Solving a Delta Connected Induction Machine Homework Problem

[VinnyCee]

Homework Statement

A $$\Delta$$ connected induction machine is to start from a source of 480V, 60 Hz.

The motor ratings are :

4 poles, $$\Delta$$ connected, 480V, 60 Hz, $$X_{ls}\,=\,X_{lr}\,=\,4\,\Omega$$, $$X_m\,=\,50\,\Omega$$, $$R_s\,=\,0.25\,\Omega$$, $$R_r\,=\,0.4\,\Omega$$.

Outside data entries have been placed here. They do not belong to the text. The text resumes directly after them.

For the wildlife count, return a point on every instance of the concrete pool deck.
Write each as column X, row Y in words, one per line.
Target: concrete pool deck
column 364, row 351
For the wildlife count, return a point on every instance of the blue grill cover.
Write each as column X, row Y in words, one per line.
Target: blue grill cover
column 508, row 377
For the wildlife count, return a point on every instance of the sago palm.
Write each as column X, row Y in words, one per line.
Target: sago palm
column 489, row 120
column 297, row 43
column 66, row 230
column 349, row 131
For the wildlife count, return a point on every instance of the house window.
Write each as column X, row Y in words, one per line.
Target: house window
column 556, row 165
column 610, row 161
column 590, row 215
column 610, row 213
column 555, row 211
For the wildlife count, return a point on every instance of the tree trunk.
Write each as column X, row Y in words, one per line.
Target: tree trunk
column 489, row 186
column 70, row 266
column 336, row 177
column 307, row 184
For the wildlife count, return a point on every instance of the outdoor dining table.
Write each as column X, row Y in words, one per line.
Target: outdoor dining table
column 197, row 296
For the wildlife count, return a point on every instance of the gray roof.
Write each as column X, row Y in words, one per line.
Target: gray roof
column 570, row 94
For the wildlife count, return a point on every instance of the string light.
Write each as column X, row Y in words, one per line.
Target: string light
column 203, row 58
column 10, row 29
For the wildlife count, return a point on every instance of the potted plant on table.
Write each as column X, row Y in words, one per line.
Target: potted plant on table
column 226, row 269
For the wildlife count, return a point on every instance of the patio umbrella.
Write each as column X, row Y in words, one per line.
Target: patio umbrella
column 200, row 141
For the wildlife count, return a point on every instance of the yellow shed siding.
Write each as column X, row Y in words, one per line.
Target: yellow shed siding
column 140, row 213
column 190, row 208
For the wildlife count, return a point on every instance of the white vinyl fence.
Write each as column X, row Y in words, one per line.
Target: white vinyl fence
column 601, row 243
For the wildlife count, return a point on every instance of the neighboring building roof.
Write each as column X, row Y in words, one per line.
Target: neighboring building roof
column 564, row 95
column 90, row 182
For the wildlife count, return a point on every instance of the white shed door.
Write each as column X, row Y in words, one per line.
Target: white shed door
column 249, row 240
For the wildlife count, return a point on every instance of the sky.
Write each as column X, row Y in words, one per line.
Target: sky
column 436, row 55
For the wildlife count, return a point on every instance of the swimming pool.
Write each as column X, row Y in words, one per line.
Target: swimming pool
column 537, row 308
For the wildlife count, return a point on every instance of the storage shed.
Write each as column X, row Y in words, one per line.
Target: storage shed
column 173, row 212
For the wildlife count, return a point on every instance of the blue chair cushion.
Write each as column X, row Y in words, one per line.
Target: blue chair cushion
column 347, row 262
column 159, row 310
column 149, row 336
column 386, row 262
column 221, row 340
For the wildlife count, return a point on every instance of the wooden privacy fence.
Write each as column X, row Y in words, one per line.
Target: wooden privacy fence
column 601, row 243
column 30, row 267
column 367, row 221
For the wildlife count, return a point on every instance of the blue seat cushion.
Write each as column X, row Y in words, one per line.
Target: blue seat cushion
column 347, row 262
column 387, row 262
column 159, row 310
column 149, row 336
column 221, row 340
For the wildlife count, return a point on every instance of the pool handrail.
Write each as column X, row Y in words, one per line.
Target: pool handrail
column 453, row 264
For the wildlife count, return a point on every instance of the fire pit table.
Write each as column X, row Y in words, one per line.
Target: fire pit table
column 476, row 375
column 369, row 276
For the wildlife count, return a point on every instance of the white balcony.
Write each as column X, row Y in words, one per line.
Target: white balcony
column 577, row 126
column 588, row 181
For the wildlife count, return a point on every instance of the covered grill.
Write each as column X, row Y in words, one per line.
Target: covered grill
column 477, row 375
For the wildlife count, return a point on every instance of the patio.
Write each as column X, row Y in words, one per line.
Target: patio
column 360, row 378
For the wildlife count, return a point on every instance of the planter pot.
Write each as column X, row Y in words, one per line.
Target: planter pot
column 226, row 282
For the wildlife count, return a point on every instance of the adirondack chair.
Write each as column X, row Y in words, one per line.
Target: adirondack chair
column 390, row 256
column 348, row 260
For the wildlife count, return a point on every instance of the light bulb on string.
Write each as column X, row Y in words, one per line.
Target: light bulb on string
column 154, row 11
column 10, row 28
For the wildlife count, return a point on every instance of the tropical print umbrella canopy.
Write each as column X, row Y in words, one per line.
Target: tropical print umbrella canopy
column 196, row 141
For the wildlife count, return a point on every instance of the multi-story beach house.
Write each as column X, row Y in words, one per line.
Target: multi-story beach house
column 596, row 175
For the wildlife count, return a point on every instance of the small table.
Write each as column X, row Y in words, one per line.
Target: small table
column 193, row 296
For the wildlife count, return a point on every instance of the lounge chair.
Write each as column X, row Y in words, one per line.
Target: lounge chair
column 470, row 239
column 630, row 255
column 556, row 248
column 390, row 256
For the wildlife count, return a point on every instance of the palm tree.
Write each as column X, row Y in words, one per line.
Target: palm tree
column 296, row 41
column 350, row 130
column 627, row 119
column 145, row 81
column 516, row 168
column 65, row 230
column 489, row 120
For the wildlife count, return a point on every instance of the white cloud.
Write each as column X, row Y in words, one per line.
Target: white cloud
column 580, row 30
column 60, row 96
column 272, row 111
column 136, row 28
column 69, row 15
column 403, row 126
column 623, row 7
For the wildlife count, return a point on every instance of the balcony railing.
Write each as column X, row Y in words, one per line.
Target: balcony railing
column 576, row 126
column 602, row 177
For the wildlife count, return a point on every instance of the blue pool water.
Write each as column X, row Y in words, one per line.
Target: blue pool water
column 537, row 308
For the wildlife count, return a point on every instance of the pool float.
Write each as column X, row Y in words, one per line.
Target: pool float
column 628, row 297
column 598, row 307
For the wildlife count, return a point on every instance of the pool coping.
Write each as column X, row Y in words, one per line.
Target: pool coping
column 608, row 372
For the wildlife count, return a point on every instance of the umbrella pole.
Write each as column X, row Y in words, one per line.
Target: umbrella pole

Find the current in the windings and the torque of the motor and the current at the line side.

Homework Equations

$$I_S\,=\,\frac{V_{l-l}}{\left(R_s\,+\,j\,X_{ls}\right)\,+\,\left(j\,X_m\,||\,R_r\,+\,j\,X_{lr}\right)}$$

$$I_R\,=\,I_S\,\frac{j\,X_m}{R_r\,+j\,X_{lr}\,+\,j\,X_m}$$

$$P_{gap}\,=\,n_{ph}\,|I_R|^2\,\left(\frac{R_r}{s}\right)$$

Where $$n_{ph}$$ is number of stator phases.

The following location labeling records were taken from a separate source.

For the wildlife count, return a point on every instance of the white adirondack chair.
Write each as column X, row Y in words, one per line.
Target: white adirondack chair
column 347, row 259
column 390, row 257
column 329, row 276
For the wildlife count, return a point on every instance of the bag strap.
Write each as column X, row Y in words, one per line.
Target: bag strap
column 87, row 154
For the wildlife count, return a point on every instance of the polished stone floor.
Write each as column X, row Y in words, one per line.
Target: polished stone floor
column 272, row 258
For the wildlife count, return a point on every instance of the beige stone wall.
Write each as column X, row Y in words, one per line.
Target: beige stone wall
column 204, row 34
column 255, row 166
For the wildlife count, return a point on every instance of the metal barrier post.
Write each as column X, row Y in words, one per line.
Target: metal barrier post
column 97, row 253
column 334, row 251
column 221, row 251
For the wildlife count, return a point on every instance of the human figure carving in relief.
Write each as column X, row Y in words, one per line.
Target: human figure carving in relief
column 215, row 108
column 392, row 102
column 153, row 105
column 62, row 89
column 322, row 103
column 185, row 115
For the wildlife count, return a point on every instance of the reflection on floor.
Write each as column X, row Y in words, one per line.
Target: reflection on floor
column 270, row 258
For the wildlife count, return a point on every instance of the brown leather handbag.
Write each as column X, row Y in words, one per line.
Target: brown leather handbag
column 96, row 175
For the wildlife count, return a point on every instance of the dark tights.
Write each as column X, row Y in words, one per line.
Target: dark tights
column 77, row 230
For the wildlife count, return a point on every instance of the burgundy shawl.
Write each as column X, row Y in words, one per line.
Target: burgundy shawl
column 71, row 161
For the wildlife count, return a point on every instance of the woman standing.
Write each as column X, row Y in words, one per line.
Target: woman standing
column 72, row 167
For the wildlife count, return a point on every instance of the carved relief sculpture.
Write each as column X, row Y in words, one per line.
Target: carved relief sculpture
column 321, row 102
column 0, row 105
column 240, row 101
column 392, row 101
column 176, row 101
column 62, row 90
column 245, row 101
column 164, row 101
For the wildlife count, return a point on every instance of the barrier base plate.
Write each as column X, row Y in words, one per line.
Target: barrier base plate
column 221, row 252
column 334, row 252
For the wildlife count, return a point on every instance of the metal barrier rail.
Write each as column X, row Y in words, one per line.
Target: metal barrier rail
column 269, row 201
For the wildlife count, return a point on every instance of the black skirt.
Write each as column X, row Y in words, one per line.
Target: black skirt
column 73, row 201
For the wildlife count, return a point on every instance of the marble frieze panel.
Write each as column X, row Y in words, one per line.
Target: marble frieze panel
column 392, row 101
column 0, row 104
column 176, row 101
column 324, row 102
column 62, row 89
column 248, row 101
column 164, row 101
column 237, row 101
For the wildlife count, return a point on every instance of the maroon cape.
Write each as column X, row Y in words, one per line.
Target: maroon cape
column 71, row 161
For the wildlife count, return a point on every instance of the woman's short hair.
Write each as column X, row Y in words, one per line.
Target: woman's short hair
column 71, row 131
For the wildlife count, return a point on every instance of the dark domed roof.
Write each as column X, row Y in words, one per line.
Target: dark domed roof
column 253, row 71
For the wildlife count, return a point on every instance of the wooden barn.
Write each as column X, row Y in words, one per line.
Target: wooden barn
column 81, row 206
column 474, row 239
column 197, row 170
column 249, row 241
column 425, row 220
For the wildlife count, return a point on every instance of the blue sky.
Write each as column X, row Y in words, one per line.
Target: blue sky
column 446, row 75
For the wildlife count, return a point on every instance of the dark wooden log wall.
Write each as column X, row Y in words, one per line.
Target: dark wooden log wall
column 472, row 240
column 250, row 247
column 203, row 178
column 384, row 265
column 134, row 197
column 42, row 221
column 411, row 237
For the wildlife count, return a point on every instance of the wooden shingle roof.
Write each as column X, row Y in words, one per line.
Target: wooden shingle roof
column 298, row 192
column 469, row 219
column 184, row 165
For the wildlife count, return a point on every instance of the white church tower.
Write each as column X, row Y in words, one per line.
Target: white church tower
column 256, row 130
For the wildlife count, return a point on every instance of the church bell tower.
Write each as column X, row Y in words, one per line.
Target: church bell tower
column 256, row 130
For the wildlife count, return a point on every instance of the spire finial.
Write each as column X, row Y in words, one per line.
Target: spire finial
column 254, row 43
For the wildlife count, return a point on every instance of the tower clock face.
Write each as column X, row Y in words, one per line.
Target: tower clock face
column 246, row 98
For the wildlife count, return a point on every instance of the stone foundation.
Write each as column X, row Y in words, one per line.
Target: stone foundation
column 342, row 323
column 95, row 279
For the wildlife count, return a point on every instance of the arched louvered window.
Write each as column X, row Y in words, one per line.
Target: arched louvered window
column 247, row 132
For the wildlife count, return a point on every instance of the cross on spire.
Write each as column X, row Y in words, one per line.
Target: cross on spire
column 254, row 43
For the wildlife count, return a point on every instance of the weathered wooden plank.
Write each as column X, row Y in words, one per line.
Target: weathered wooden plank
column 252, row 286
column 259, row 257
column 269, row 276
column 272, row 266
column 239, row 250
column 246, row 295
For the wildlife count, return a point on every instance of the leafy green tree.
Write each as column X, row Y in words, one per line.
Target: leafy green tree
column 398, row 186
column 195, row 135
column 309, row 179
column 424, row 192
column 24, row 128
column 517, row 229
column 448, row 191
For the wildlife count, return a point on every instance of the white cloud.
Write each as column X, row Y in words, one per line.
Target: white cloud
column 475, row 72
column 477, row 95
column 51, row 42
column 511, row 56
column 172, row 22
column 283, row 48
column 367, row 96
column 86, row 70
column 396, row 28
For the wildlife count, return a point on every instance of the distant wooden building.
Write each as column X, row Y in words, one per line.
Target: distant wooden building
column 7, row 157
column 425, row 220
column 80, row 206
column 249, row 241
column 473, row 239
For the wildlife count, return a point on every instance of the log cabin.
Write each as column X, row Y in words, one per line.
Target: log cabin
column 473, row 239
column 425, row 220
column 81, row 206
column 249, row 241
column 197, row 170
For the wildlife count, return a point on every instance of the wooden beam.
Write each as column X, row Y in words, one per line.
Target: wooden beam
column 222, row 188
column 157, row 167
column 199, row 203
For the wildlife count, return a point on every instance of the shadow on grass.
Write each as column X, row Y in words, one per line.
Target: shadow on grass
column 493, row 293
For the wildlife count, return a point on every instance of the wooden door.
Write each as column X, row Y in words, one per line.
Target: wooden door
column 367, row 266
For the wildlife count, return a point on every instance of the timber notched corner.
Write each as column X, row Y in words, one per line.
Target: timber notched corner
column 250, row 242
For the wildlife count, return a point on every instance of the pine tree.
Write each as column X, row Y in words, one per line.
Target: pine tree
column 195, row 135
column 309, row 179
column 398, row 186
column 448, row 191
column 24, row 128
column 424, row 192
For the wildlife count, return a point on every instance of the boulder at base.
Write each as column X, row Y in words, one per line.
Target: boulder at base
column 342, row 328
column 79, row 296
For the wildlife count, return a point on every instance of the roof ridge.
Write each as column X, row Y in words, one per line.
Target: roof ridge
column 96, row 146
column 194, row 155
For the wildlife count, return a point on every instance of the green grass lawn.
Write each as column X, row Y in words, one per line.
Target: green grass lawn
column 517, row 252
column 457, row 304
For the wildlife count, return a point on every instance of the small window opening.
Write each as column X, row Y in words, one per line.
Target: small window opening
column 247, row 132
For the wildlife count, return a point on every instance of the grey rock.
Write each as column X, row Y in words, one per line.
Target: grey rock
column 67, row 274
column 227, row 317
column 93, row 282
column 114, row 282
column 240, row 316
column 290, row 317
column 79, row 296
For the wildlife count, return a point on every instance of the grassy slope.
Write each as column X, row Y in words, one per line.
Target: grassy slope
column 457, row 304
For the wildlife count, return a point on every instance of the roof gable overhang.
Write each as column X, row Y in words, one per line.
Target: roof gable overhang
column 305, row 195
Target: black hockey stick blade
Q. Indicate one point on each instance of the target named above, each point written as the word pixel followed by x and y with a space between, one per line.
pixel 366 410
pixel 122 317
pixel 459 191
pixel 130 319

$$T\,=\,3\,\frac{P_{gap}}{\omega_s}\,\frac{p}{2}$$

Where p is number of poles.

The above equations are not given explicitly anywhere, but an example uses them so I think they are right.

The Attempt at a Solution

At starting, s = 1.

$$I_S\,=\,\frac{480}{\left(0.25\,+\,j\,4\right)\,+\,\left(j\,50\,||\,0.4\,+\,j\,4\right)}\,=\,62.1^{\angle\,-85.6^{\circ}}$$

$$I_R\,=\,\left(62.1^{\angle\,-85.6^{\circ}}\right)\,\frac{j\,50}{0.4\,+j\,4\,+\,j\,50}\,=\,57.5^{\angle\,-85.2^{\circ}}$$

$$P_{gap}\,=\,(3)\,(57.5)^2\,(0.4)\,=\,3967.5$$

$$T\,=\,3\,\left(\frac{3967.5}{377}\right)\,\left(\frac{0.4}{1}\right)\,=\,63.14\,Nm$$

Does that look right? How do I get the current at the line side?

 

[VinnyCee]

I found an equation that will possibly give line side current...

$$I_{line}\,=\,\sqrt{3}\,I_{ph}$$

But what is $$I_{ph}$$? Is it $$I_S$$ or $$I_R$$?